I tak zebrało się 10 powodów dla, których powinieneś testować swój kod. Ale czy powinieneś czy raczej musisz? Jeśli chcesz być profesjonalistą to musisz testować swój kod.

Testy traktuję jak kod produkcyjny, tak samo o niego dbam, stanowi on jedność z kodem aplikacji. Nikogo nie pytam czy mogę pisać testy, to tak jakbym się zapytał czy mogę napisać klasę lub funkcję. Testy są przede wszystkim dla mnie i zespołu. Dzięki nim wszyscy wiemy jak ten kawałek kodu działa. Robiąc zmiany w przetestowanym kodzie nie obawiam się, że coś zepsuję.
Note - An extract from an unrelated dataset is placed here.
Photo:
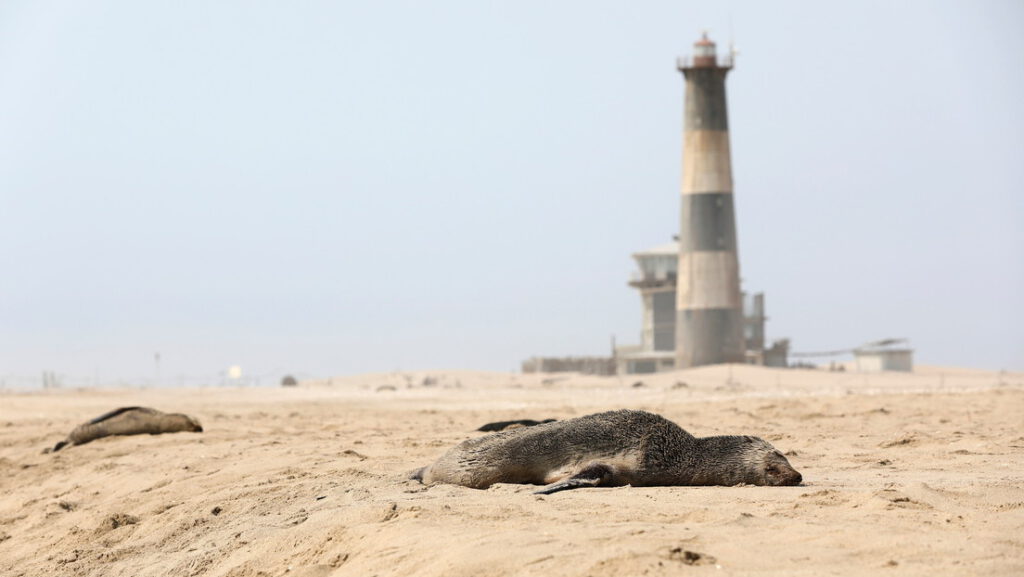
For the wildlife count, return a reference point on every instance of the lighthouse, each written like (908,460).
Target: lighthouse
(709,303)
Testy nie są złotym środkiem na wszystkie problemy, one też postawią was przed nowymi problemami i wyzwaniami. Źle napisane lub zarządzane testy będą jak wrzód na tyłku w projekcie. Do sukcesu potrzebne jest stopniowe wdrażanie testów, wytrwałość do tworzenia testów mimo napiętych terminów, solidność do pisania dobrych niezależnych testów i rozsądek do racjonalnego wyboru miejsc w których taki test możemy napisać.
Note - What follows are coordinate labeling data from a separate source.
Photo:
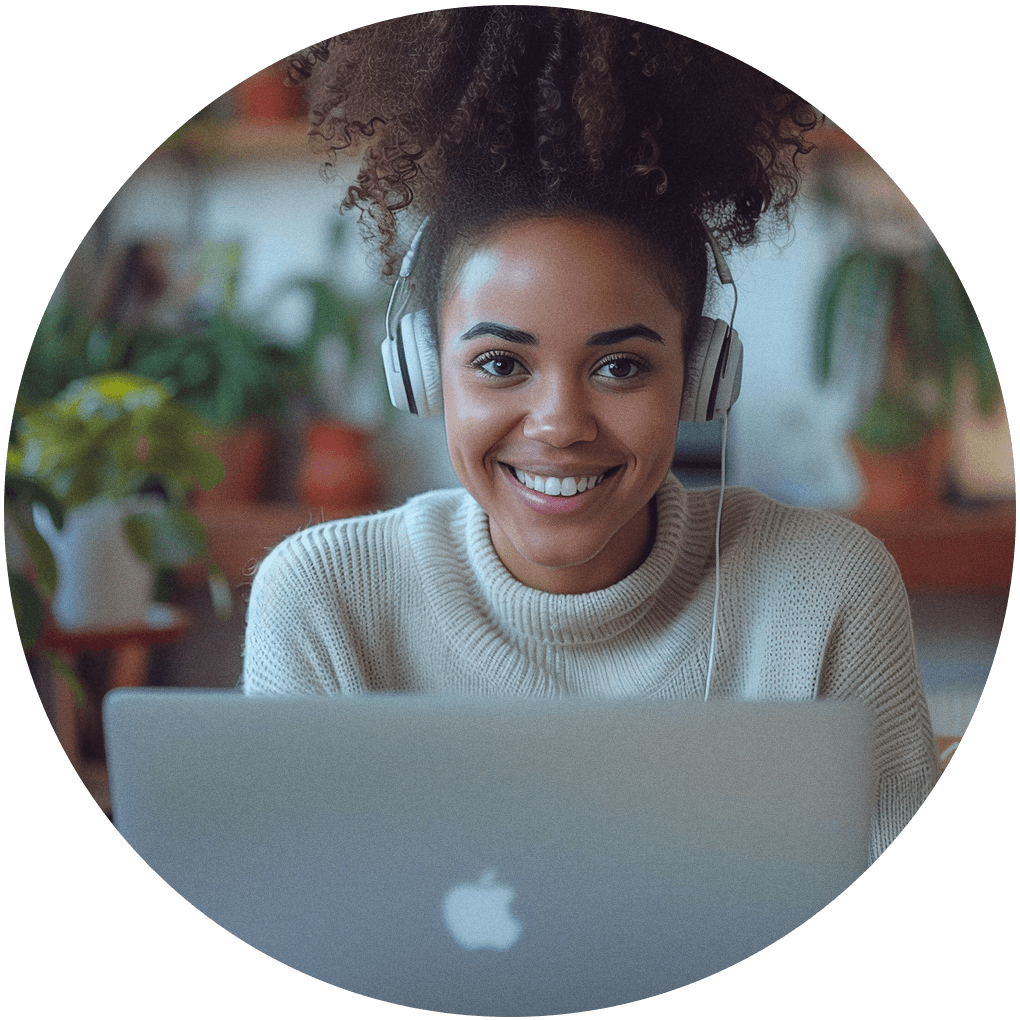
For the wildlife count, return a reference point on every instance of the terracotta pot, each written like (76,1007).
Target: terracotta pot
(909,479)
(336,474)
(263,97)
(245,453)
Niekiedy napisanie testu pochłonie mnóstwo czasu a korzyści będą mierne. Przykładem może być chęć rzucenia hasła „zostawmy nowe funkcjonalności i piszmy testy”. Nie! To spowoduje stagnacje projektu i chęć przeorania całego kodu co przełoży się na olbrzymie koszty a nawet upadek projektu. Jak nasz system nie ma testów to zacznijmy je pisać do nowych funkcjonalności. Jeśli ruszamy jakąś starą funkcjonalność to napiszmy do niej test! Nie zapędzajmy się i nie piszmy i nie refaktorujmy od razu całego modułu – jeśli działał do tej pory to niech działa. Róbmy to powoli, małymi krokami zdobywając w tym doświadczenie na własnym projekcie i ucząc się na małych błędach. Jeśli nie podołamy podczas 3 godzinnej sesji to zrobimy git reset --hard i pogódźmy się z porażką. Jeśli jednak nie podołamy po miesięcznym maratonie to co wtedy powiemy przełożonym? „Na blogu wyczytałem, że miało być tak pięknie”?

Czy nadal się czujesz na tyle pewnie, żeby ręczyć ze 100% pewnością za swój nieprzetestowany kod? Musisz pamiętać, że w kilkudziesięciu tysiącach linii kodu zawsze jest gdzieś miejsce na potencjalny błąd – najczęściej związany z integracją lub synchronizacją. Przed wdrożeniem oprogramowania porządny zbiór testów pozwoli na bezpieczne opublikowanie oprogramowania minimalizując wystąpienie błędu.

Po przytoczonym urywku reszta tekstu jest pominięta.